Glance supports resource consumption quotas on tenants through the use of Keystone's unified limits functionality. Resource limits are registered in Keystone with suitable default values, and may be overridden on a per-tenant basis. When a resource consumption attempt is made in Glance, the current consumption is computed and compared against the limit set in Keystone; the request is denied if the user is over the specified limit.

Due to the design of Glance, most of the storage-focused quotas in Glance are soft limits. Since Glance allows clients to stream image data of unknown total size during an upload or import operation, it is not possible to determine if quota has been exceeded until after the operation has completed. Thus, a user is permitted to go over their quota for a single operation, and then denied additional stored on subsequent operations. There are object-focused quotas that can help operators limit the damage caused by multiple large competing data streams. Those details are covered below.

Note

Glance also has legacy global resource limits that may be ignored if per-tenant quotas are enabled. Currently the user_storage_quota limit will be ignored if per-tenant quotas are used.
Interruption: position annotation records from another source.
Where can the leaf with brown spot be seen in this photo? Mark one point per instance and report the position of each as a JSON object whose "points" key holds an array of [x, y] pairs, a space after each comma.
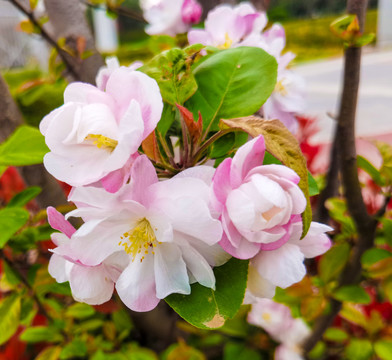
{"points": [[282, 144], [208, 309]]}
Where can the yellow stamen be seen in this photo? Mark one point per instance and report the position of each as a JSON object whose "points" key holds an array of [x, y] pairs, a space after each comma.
{"points": [[101, 141], [141, 237], [227, 44]]}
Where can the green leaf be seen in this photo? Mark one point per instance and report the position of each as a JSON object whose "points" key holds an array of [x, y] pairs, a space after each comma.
{"points": [[313, 187], [26, 146], [76, 348], [9, 317], [172, 71], [11, 220], [335, 334], [209, 309], [122, 321], [80, 311], [333, 262], [383, 349], [37, 334], [365, 39], [374, 255], [365, 165], [235, 351], [232, 83], [352, 293], [22, 198], [283, 146], [359, 349]]}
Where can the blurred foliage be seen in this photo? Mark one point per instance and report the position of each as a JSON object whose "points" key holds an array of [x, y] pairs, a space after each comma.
{"points": [[312, 39]]}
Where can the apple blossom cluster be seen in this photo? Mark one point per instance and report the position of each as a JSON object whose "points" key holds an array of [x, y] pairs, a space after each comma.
{"points": [[170, 17], [277, 321], [229, 26], [149, 238], [242, 25]]}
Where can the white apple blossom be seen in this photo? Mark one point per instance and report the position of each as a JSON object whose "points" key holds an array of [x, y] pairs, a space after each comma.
{"points": [[165, 229], [97, 133]]}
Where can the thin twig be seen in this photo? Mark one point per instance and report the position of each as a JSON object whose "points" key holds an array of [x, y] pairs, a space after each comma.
{"points": [[47, 37], [207, 143], [365, 224], [119, 11]]}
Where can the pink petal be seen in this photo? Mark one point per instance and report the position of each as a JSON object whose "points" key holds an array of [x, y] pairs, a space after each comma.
{"points": [[248, 156], [283, 267], [221, 181], [116, 179], [136, 285], [57, 221], [143, 175]]}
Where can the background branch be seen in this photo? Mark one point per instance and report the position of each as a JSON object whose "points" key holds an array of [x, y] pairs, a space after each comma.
{"points": [[345, 140]]}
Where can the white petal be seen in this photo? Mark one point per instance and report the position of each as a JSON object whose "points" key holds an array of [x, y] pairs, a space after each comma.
{"points": [[198, 266], [59, 268], [258, 286], [136, 285], [170, 271], [91, 284]]}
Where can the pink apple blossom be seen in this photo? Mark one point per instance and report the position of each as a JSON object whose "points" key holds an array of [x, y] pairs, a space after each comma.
{"points": [[165, 229], [170, 17], [283, 266], [258, 203], [277, 321], [98, 131], [227, 27]]}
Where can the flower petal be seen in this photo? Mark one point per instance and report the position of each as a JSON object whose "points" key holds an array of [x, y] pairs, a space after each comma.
{"points": [[136, 285], [170, 271], [91, 285], [283, 267]]}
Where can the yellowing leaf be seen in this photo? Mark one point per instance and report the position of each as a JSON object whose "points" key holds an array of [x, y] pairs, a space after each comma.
{"points": [[283, 145]]}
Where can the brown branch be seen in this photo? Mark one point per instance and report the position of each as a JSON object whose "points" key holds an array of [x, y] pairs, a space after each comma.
{"points": [[30, 14], [365, 224]]}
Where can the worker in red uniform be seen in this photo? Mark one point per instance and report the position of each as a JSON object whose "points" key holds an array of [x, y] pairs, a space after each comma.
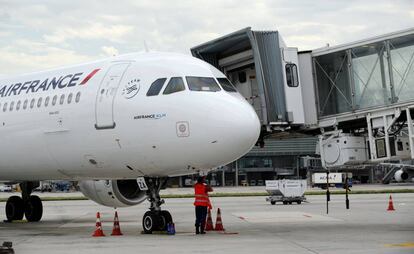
{"points": [[201, 203]]}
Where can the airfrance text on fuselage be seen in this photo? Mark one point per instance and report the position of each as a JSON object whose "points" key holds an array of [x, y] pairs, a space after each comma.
{"points": [[35, 86]]}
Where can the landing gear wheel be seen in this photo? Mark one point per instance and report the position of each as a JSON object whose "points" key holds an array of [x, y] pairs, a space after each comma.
{"points": [[166, 218], [150, 222], [14, 208], [33, 209]]}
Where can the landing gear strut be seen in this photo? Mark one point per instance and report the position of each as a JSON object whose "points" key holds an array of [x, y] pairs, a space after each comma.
{"points": [[28, 205], [155, 219]]}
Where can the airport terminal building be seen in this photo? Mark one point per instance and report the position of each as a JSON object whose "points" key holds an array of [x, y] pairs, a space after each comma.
{"points": [[348, 106]]}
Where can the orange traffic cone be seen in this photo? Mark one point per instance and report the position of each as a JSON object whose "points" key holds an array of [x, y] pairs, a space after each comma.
{"points": [[117, 229], [219, 222], [390, 205], [98, 231], [209, 223]]}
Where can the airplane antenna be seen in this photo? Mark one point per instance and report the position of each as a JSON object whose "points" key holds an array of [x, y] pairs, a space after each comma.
{"points": [[145, 46]]}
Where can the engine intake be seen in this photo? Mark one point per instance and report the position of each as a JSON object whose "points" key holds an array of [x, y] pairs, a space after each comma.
{"points": [[113, 193]]}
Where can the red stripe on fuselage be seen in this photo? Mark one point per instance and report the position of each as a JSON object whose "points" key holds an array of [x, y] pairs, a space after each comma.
{"points": [[87, 78]]}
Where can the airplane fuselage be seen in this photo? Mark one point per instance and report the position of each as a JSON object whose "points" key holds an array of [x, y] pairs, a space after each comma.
{"points": [[96, 121]]}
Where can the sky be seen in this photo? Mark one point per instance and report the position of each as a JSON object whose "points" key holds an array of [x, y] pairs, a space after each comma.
{"points": [[41, 34]]}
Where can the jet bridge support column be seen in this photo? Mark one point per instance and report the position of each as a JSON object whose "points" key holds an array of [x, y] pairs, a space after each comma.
{"points": [[410, 132]]}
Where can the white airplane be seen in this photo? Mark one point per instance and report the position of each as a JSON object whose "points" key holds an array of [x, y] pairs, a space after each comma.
{"points": [[133, 120]]}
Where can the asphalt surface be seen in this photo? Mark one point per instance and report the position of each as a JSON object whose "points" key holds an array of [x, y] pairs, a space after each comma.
{"points": [[252, 226]]}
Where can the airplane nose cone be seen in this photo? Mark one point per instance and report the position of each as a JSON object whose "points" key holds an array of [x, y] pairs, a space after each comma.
{"points": [[239, 128]]}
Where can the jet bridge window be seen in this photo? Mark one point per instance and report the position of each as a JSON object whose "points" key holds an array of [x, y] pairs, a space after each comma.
{"points": [[292, 75], [226, 85], [156, 87], [202, 84], [174, 85]]}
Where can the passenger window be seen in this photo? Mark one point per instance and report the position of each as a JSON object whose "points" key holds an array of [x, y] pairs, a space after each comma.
{"points": [[292, 75], [70, 98], [174, 85], [202, 84], [77, 99], [156, 87], [227, 85], [62, 99], [54, 100]]}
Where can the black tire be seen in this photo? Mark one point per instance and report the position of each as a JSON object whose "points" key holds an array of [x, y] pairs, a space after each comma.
{"points": [[150, 222], [14, 208], [166, 218], [33, 209]]}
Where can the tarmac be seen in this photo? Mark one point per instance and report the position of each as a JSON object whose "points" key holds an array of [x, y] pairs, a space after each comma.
{"points": [[252, 226]]}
See the Keystone docs for more information on unified limits.

Quota Resource Types

Glance supports quota limits on multiple areas of resource consumption. Limits are enforced at the time in which resource consumption is attempted, so setting an existing user's quota for any item below the current usage will only prevent them from consuming more data until they free up space.

Total Image Size

The image_size_total limit defines the maximum amount of storage (in MiB) that the tenant may consume across all of their active images. Images with multiple locations contribute to this count according to the number of places the image is stored. Thus, if you have a single 1GiB image stored in four locations, the usage will be considered to be 4GiB.

Total Staging Size

The iir function uses a two-step upload process, whereby a user first uploads an image into the staging store, and then subsequently imports the image to the final destination(s). The staging store is generally local storage on the API workers themselves, and thus is likely at somewhat of a premium, compared to the bulk shared storage allocated for general images. The image_stage_total limit defines the total amount of staging space that may be used. This should be set to a value sufficient to allow a user to import one or more images at the same time, according to your desired level of parallelism. It may be appropriate to provide the user with a very generous image_size_total quota, but a relatively restrictive image_stage_total allocation, effectively limiting them to one image being imported at any given point.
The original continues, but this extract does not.